Study predicts rise of $17.5-billion mobile apps market by 2012
An independent study commissioned by GetJar, the world’s second largest mobile app store (accessible online at www.getjar.com) predicts that the current market for mobile apps will experience a dramatic growth, with a possible leap of the number of downloads from just slightly more than seven billion in 2009 to nearly 50 billion in 2012, turning it into a $17.5-billion market.
In an interview with AFP, GetJar chief executive Ilja Laurs was quoted as saying, “It is easy to see how mobile apps will eclipse the traditional desktop Internet. It makes perfect sense that mobile devices will kill the desktop.” Even though I don’t completely agree with what he said about mobile apps and the inevitable demise of the desktop, he does have a point.
More and more people are getting on their mobile devices now to connect to the Internet and do things that they normally do on their desktops, where they are forced to sit down on a chair and face a screen in front of them for hours on end. These days, apparently, mobility is where it’s at.
It’s true that more people are on their phones or other mobile devices right now, and that more people are downloading software to these devices more than ever.

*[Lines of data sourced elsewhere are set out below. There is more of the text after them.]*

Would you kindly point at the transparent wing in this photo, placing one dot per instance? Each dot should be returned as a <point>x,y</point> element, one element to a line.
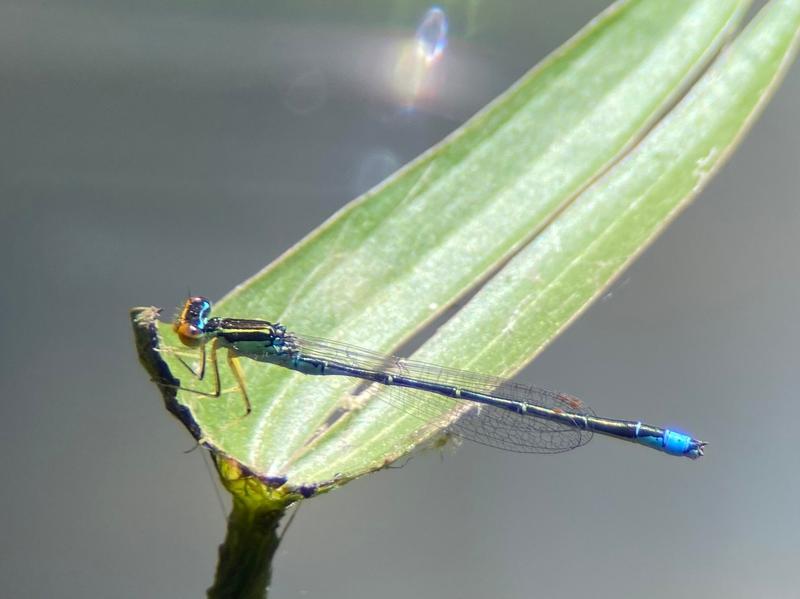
<point>481,423</point>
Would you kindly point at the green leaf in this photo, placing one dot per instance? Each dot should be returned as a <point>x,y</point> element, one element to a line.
<point>557,172</point>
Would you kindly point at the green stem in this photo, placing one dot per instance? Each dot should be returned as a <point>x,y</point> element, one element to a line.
<point>244,569</point>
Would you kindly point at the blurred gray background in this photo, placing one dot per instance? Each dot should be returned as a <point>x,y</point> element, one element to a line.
<point>135,132</point>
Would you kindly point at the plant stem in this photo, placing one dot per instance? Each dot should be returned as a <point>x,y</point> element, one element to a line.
<point>244,569</point>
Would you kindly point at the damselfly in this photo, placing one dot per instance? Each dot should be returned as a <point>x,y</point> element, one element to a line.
<point>484,409</point>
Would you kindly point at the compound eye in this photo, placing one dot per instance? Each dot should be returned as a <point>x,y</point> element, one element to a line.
<point>187,331</point>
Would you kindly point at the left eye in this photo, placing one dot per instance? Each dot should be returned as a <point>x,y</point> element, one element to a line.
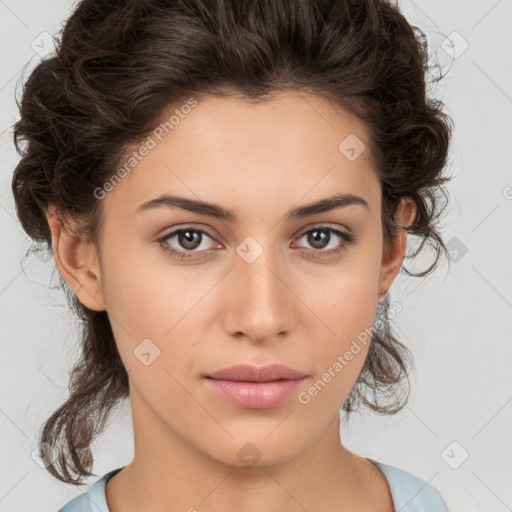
<point>319,237</point>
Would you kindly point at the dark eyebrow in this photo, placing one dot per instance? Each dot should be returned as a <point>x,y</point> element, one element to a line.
<point>214,210</point>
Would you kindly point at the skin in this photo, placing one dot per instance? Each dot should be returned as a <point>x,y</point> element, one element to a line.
<point>215,310</point>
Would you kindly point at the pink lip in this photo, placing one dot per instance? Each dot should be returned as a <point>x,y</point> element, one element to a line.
<point>255,388</point>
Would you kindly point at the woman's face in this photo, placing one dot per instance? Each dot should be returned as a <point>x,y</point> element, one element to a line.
<point>262,287</point>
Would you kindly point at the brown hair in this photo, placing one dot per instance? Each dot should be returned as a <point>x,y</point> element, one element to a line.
<point>119,64</point>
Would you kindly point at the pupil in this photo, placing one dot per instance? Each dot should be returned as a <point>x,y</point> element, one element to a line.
<point>318,241</point>
<point>187,239</point>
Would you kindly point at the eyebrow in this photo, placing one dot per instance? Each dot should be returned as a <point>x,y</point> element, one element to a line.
<point>214,210</point>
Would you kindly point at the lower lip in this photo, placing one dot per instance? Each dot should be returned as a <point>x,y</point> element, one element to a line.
<point>255,395</point>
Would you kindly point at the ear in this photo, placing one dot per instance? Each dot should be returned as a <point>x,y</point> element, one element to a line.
<point>77,261</point>
<point>393,258</point>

Still, I see this as just being a fad, with the current influx of somewhat innovative mobile devices in the market. Sooner or later, I think developers and mobile manufacturers are going to run out of things to port from the desktop environment, and people are going to get over the novelty of being able to play fart sounds via their mobile phones. In fact, I think that some time in the near future, mobile phones are going to go back to being used solely for their actual intended purpose: communication.
By then, laptops should very well be desktop-level powerful, and cost the same as any reasonably priced modern smartphone today. Then again, that’s just me. If GetJar’s prediction turns out to be true, on the other hand, then it’s a very good time to be a mobile app developer.